We really aren’t getting enough: from clearing skin and helping with headaches to boosting energy, simply drinking enough H2O each day can be a huge health enhancer. Yet did you know that our needs differ?
According to the Mayo Clinic, men should generally drink about 13 cups of water a day (approximately 3 litres), while women should aim for 9 (a little over 2 litres). To find out exactly how much:
Step 1: Take your weight (in lbs) and divide that by 2.2
Step 2: Multiply that number depending on your age
if you’re younger than 30, multiply by 40
if you’re between 30 and 55, multiply by 35
if you’re older than 55, multiply by 30
Step 3: Divide that sum by 28.3
Step 4: Your total is how many ounces of water you should drink each day. Divide that number by 35 to see your result in litres.
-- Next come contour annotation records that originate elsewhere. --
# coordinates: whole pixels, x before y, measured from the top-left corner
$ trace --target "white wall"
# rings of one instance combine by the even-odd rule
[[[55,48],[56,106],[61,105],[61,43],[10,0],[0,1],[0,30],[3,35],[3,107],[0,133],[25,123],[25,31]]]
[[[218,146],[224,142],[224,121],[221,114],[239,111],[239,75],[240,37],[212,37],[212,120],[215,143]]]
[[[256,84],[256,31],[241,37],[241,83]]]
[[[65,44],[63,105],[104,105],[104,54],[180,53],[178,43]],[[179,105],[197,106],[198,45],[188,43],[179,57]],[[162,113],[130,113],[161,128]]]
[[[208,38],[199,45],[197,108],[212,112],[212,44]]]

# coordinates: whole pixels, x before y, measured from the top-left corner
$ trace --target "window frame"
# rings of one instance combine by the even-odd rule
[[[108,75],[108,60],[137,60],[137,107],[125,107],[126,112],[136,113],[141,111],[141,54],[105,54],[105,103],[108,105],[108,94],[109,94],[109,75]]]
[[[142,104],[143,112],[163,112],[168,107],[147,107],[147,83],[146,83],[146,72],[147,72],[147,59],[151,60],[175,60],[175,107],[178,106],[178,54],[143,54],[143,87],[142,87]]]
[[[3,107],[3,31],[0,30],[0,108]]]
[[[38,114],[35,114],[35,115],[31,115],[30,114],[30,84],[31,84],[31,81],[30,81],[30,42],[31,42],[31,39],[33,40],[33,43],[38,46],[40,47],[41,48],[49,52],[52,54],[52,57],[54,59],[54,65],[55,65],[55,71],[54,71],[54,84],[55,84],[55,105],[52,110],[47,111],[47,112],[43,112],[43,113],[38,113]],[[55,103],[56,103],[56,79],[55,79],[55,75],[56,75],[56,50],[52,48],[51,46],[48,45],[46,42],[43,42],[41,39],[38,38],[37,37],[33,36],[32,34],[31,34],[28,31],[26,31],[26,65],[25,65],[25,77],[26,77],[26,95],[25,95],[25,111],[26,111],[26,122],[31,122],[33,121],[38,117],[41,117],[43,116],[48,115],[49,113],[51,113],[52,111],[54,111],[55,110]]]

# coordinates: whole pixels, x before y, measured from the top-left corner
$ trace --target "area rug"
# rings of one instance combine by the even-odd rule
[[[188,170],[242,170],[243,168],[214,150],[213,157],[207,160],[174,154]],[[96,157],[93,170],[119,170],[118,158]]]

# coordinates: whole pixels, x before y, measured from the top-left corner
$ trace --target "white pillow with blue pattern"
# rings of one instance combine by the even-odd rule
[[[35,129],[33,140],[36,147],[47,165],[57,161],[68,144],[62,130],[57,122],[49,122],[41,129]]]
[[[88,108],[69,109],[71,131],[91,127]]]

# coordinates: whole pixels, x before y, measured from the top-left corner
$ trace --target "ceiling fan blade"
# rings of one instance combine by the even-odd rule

Of course, anyone who works out on a regular basis should be drinking more water than someone who’s sedentary. Add 12 ounces (a third of a litre) of water to your daily intake for every 30 minutes you’re hitting the gym. To calculate exactly how much water that is, use this equation:
Your above result in oz. + (X minutes of exercise divided by 30 minutes) x 12 oz. = oz. of water you should drink per day. (Remember to divide this final number by 35 if you’d rather work it out in litres).
Your diet plays a big role in your water intake. Foods that already contain a lot of water — think Brussels sprouts, celery, and cabbage — get rid of unwanted fluids, so you’ll want to drink more water to replace what was excreted. On the other hand, foods that have a lot of sodium — like some popcorn and soup — will do the opposite, causing your body to retain water, and in turn, increasing your blood pressure. You’ll be thirsty for a reason: Your body is begging for some fluids.